A Potential Case Study
Not long ago I was looking at a Kaggle competition, machine learning task, about predicting earthquakes.
It was based on the idea that (local) geological scale rock fractures had the same characteristics as squeezing a rock in the lab. It makes tell-tale noises before fracturing catastrophically. The challenge was easy. Two sets of data: one, the grunting & squeaking noises the rock made when squeezed; two, the time when serious failure happened. Predict the latter from the former.

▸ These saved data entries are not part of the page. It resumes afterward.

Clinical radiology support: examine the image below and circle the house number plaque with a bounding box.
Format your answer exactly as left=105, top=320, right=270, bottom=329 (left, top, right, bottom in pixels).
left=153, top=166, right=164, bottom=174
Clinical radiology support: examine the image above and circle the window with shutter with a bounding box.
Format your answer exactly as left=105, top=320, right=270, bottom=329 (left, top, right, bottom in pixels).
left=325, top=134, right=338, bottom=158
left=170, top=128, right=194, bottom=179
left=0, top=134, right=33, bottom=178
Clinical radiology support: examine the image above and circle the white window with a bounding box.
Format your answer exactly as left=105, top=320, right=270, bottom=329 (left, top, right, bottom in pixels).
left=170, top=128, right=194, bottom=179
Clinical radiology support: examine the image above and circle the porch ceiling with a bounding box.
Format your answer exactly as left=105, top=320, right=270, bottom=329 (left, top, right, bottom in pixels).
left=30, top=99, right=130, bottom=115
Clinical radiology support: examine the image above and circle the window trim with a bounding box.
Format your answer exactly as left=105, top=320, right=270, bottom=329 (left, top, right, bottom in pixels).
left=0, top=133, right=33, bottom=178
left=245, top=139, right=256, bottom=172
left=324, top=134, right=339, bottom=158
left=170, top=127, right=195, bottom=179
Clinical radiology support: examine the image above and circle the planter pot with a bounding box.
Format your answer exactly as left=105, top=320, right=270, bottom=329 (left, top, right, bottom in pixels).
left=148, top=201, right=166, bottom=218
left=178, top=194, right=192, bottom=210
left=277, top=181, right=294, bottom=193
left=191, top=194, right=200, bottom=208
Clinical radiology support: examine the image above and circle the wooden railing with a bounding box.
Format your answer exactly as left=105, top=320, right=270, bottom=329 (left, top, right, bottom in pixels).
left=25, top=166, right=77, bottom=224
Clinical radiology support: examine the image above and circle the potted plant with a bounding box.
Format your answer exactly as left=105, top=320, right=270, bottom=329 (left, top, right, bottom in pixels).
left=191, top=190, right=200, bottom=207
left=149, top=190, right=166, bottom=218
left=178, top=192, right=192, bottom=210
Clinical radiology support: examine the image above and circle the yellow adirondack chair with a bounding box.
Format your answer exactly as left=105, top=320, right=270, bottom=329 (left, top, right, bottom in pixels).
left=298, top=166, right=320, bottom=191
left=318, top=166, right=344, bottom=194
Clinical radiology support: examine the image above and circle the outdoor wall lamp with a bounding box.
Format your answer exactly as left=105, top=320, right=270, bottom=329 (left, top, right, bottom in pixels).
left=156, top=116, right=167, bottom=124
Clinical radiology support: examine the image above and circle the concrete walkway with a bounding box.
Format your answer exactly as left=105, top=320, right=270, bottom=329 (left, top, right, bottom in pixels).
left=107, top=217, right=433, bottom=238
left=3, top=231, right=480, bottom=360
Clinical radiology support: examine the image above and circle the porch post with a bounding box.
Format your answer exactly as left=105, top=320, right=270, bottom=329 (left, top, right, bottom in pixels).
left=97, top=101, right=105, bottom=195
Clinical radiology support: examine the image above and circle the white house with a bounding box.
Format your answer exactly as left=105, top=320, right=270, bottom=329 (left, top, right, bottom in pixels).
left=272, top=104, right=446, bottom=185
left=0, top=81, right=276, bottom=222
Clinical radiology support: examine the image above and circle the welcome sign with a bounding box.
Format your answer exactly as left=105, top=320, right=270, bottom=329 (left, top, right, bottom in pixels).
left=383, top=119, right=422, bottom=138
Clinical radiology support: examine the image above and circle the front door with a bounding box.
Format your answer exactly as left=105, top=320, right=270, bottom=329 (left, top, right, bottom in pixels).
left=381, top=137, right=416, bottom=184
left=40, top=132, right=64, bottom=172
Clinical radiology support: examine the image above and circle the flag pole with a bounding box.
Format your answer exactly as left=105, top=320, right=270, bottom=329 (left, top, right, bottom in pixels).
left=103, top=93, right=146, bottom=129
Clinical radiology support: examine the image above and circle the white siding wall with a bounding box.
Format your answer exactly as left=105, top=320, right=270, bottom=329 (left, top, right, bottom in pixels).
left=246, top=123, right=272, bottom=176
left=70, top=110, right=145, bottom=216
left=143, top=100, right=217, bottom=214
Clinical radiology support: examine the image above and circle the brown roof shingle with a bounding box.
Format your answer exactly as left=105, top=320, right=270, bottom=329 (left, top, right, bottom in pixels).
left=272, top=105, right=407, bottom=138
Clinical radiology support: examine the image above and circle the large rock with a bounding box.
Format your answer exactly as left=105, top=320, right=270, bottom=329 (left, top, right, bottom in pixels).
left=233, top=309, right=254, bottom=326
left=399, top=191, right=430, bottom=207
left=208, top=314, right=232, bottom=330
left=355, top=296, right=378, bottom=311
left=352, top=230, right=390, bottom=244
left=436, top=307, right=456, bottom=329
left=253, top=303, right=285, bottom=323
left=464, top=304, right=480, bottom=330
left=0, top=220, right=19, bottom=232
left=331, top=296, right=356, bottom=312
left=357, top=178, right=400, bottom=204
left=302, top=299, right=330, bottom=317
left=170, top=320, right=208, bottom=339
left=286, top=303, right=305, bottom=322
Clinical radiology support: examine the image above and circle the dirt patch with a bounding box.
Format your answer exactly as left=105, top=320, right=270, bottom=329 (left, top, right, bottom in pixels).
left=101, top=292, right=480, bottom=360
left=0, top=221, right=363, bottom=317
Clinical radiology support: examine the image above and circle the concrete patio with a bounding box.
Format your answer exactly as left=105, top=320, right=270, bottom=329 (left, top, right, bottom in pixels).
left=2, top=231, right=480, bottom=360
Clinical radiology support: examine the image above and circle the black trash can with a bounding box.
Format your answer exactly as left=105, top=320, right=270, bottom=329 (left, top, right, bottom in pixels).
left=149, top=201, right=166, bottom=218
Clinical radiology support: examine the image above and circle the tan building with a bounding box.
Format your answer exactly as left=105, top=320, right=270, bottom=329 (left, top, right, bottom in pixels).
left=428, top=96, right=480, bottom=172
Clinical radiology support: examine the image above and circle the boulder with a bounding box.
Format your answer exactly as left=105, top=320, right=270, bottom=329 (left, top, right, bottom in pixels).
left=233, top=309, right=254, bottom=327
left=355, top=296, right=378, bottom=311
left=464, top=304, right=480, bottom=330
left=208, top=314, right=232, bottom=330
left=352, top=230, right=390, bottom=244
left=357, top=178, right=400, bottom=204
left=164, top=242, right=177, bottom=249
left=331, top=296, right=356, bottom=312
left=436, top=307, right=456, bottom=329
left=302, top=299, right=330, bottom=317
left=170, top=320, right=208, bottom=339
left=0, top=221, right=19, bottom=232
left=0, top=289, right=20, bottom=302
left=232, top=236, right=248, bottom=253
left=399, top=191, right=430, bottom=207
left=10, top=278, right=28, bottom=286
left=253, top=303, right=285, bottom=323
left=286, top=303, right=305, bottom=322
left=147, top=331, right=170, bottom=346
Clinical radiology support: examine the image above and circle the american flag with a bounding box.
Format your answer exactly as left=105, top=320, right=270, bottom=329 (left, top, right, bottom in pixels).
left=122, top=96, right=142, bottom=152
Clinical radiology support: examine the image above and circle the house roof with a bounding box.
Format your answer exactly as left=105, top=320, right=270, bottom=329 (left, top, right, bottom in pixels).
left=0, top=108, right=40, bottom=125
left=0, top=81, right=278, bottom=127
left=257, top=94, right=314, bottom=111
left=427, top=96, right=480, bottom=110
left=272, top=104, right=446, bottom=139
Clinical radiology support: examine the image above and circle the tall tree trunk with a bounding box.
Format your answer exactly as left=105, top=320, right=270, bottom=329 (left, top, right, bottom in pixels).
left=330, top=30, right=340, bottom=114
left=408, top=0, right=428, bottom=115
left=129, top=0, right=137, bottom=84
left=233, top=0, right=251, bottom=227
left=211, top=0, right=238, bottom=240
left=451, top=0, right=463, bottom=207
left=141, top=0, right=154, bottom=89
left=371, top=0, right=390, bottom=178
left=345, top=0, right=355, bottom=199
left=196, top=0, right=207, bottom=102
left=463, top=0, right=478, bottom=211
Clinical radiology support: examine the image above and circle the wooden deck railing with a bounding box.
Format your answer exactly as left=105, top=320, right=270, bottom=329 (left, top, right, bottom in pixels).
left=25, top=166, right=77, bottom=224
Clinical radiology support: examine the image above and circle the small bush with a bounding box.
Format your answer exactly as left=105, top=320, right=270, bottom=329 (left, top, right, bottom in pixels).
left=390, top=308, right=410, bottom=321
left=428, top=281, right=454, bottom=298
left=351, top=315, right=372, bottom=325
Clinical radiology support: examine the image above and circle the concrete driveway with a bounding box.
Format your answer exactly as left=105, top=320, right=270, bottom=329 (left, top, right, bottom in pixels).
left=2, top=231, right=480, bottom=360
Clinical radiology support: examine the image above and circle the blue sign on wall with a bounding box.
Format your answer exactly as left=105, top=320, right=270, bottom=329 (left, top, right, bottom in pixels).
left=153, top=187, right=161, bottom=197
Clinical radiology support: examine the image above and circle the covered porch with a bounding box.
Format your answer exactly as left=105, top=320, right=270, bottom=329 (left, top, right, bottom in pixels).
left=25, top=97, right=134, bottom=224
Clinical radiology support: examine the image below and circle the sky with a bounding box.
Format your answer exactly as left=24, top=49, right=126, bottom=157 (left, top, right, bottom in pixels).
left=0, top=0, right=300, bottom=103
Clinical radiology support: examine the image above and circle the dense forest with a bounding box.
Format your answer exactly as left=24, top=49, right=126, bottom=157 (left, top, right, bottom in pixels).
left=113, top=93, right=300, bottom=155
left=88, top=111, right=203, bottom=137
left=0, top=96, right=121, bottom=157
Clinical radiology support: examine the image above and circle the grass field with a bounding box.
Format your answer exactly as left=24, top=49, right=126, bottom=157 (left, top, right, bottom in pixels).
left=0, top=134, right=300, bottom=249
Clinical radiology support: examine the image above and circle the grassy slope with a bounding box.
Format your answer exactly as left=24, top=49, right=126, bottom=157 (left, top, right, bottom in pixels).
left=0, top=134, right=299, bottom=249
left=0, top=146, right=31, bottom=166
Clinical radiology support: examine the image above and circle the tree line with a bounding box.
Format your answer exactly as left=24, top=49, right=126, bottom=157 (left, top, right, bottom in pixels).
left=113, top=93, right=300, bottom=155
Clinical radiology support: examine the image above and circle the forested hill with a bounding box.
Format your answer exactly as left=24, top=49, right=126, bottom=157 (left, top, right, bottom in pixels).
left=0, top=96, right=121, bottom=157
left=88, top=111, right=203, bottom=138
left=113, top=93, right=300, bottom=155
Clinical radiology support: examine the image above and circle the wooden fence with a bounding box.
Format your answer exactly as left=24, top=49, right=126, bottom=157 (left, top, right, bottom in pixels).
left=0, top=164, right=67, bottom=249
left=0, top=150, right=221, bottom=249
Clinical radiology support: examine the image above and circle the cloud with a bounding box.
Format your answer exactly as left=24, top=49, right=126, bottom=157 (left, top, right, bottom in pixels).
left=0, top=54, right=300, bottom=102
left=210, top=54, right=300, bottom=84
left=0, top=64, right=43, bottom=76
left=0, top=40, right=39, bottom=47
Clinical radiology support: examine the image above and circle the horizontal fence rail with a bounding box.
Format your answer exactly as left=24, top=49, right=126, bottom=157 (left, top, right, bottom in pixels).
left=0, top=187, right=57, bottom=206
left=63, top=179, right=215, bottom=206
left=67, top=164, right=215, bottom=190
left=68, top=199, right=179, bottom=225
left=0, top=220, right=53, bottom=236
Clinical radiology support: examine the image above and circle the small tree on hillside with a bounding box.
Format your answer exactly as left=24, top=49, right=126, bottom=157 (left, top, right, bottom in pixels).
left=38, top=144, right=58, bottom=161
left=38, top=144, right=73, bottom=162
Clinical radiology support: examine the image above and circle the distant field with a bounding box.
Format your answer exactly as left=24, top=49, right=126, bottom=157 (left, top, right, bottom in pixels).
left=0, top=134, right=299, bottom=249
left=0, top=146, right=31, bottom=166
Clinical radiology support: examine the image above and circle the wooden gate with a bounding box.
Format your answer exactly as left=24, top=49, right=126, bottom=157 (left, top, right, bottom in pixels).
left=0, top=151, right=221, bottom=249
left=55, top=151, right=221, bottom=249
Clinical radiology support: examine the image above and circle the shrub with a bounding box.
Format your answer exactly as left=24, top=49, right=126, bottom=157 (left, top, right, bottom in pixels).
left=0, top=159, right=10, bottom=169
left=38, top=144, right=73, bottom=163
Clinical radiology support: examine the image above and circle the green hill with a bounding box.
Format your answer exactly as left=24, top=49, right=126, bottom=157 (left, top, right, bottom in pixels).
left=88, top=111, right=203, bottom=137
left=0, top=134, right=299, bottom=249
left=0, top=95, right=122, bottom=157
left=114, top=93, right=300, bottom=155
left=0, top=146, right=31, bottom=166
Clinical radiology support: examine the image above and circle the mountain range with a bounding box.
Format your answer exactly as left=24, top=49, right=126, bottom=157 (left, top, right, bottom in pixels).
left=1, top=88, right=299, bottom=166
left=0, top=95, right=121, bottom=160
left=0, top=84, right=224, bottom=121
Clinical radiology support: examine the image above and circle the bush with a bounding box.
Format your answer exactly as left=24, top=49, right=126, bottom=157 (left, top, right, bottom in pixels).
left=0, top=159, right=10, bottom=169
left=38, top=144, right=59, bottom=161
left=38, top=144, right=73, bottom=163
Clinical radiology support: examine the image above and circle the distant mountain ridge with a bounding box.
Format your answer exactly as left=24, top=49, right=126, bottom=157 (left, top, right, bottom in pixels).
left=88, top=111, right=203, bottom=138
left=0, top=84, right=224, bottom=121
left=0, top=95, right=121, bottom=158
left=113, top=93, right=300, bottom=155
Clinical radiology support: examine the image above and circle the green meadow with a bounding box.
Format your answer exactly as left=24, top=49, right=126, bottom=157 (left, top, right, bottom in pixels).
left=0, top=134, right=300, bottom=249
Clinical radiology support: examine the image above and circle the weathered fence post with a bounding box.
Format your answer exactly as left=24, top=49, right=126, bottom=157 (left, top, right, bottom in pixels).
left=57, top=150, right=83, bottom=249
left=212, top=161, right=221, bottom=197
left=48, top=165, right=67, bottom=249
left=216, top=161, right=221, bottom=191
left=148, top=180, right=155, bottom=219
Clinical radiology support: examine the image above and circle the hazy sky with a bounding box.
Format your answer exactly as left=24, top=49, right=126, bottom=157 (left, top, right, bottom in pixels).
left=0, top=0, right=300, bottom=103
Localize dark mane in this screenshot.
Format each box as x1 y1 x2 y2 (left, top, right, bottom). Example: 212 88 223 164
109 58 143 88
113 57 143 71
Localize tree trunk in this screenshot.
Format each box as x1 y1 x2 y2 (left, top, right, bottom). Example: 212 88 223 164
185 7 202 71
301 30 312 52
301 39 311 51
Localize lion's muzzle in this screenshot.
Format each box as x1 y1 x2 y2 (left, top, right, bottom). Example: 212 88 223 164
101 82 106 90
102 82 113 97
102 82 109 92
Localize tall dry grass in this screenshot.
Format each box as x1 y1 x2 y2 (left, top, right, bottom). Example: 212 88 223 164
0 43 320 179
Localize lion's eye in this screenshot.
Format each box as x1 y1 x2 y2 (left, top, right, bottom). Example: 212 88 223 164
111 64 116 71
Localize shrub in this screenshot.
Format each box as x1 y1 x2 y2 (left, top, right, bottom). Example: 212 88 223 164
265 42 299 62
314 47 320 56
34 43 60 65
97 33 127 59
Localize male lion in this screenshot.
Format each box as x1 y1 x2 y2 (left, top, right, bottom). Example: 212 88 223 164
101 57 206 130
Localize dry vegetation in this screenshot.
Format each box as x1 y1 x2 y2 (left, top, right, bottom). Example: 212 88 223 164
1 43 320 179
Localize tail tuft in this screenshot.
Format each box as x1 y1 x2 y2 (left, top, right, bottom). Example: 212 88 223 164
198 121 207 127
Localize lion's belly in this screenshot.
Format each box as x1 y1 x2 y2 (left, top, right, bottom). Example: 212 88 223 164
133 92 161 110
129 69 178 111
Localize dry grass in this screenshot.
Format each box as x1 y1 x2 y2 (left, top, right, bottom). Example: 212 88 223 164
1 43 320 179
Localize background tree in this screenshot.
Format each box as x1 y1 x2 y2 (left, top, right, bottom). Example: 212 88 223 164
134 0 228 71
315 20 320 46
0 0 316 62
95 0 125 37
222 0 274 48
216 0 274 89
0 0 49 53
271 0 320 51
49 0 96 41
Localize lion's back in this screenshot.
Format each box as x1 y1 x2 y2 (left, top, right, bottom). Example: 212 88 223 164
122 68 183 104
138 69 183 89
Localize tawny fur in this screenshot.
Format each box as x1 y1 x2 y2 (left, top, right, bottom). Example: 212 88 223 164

I didn’t do too well with it, it felt like I was hampered by four things, in no particular order:
- sheer size of the data
- processing power
- lack of data management tools
- an ex girlfriend doing my head in
The data given was effectively a big, for me - a few GB (it says 2GB now, I’m sure it was more like 6) sound file and an associated timeline of when breakage events occurred.
So you start with very low dimensional stuff - two at most. You want to find some features there. Add another parallel stripe of, say, mean level over the last 1000 samples.
So far so good.
But add an FFT, spectrogram, cepstrum, wavelet madness. You very soon get the shape of the data expanding.
And each of these very likely is as big as the initial data, the more interesting ones going off into different dimension.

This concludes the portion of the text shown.